Frankly, this is simply theological extrapolation. My wife and I lost our first baby and I can’t honestly say that I KNOW I’ll see him/her in heaven, but I sure hope to.
The greater problem is that it is OBVIOUS that ALL CHILDREN of the elect must also be elect (hence will be saved); otherwise, why the would argument about the death of children make any sense? If it is only for those who die in infancy, then God has to volitionally protect the non-elect children from death until they are old enough to die in their own unbelief (huh?).
Yet, to create a categorical declaration that all children of the elect are elect shows the problem with obsessive logical systems. The framers of Dort left the Word of God on this one. Well…they appeal to 1 Cor 7, but that refers to a believer (elect) and a non-believer (non-elect). Technically, then, it must mean that if you had one elect parent you are elect too.
Honestly, this is scripturally silly and embarrassing, and for only one reason–they are stating the unknowable.

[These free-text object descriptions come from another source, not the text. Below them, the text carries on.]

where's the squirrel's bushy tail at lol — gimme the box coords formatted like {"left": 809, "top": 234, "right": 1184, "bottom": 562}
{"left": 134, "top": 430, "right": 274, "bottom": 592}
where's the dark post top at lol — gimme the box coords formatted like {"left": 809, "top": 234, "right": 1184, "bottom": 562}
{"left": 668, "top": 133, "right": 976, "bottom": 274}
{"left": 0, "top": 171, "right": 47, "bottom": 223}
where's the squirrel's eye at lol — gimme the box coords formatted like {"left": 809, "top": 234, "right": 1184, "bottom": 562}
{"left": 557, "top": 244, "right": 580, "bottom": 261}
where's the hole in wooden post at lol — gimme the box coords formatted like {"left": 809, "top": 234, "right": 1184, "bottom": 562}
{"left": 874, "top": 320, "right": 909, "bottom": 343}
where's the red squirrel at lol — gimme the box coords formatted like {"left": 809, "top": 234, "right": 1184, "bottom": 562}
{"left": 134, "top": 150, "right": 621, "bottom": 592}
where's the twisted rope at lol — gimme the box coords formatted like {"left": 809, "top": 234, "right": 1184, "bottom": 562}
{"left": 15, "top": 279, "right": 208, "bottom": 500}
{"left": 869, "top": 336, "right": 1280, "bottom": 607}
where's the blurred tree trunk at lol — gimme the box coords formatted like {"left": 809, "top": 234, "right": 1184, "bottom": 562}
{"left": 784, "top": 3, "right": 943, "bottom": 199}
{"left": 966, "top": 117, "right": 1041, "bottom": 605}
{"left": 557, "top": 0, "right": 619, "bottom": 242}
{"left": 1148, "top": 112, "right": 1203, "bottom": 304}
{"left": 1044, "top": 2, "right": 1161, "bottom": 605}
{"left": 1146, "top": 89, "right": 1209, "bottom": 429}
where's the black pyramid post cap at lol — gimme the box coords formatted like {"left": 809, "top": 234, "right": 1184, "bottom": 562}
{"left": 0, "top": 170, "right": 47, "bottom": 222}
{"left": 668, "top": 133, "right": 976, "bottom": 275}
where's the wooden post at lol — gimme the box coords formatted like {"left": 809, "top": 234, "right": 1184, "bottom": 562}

If you are a 5 Pointer and agree with this, then please help me understand why this is a legitimate point.
In the meantime, this is an example of why I consider myself a moderate Calvinist (if the definition of Calvinism is Dort). If the definition of Calvinism is something other than Dort, then it goes to my point that there is NO SUCH THING as a 5 Point Calvinist.
Of course, Calvin died 55 years before the Synod of Dordrecht.